You all have given me a lot to think about. Thank you so much for all the replies. I told my husband about all of the pros and cons I have learned about these trees from reading here. I told him I was leaning towards cutting them down now. He looks at me like I'm crazy. Well, guess we'll have to compromise and maybe I'll thin them (take out every other tree) and plant something with more longevity. I'm kind of concerned about the water line though. On one side of the road where they are planted, runs our city water line. I would estimate that the water line is approx. 20 feet from the tree line, but that's just a rough estimate. I haven't actually went out and measured yet. Some of you say they have damaging roots that grow quite long. If this is the case, we will have to cut them. Thanks again for all your help and if anyone else still wants to chime in, I'll be glad to read your advice. Any suggestions for a nice looking, fast growing tree with a manageable root system? Does such a tree exist?


----------



## moonwolf (Sep 20, 2004)

When I moved to this property and planted several thousand tree transplants on the north side, mostly for windbreak. Those trees included Red Pine, White and Blue Spruce, and Scotch Pine rated for this zone (2b). Many of those planted on drained hillside are upwards of 15 to 20 ft. The scotch pines seem to take off pretty fast for growth and more attractive than the fast growing Jack Pine here. I also planted marginal zone trees of norway spruce which only about half survive, but they are about 10 ft. high max. 

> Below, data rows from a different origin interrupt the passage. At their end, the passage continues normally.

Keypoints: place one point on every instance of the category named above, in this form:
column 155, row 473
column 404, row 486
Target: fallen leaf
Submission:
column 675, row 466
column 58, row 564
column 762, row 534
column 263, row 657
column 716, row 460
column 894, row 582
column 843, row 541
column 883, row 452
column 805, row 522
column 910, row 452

I also planted a row of siberean pear trees which grow fast and they are thick/wide and thorny, but effective windbreaks. The siberian pears are not particularly attractive and have smaller leaves. I also planted (from 2 yr. transplants) about 75 lilacs of the two varieties. One that suckers intersperspersed with the non-suckering varieties. Planted about 6 feet apart, they make an effective hedge-like growth are about 8 ft. high. These would require maintenance, and are shrubs more than trees. 
Poplar here is the dominant species of wild tree, so I think the 'hybrid' is the one grows here that in about 10 years would be well over 20 ft. high and about 4" diameter trunk. I wouldn't plant them for landscaping. I would pick something like weeping birch for hardwood. 
Where I got my stock from was a tree nursery selling 2 or 3 year transplants which were affordable buying per hundred or per thousand (at the time average maybe about 50 cents each?). I did most of that over a 3 year period, and the 'forest' and trees along driveway are quite noticable from fast growth. One Stotch Pine planted from a 6" seedling 10 years ago which I fertilized the second and third year is about 25 ft. high and strong. It's on the hill where I guess it likes it better and dwarfs the trees out in the field. It's quite attractive as a separate specimen. 
Another note on planting transplants is a neat tool that is made for that, like a wedge makes quick work in 2 steps. Another poke in the ground with the wedge about a foot away I added a starter fertilizer tab which is slow release for 2 years. I think that helps get them growing faster, too. 

Good luck.

Rich


----------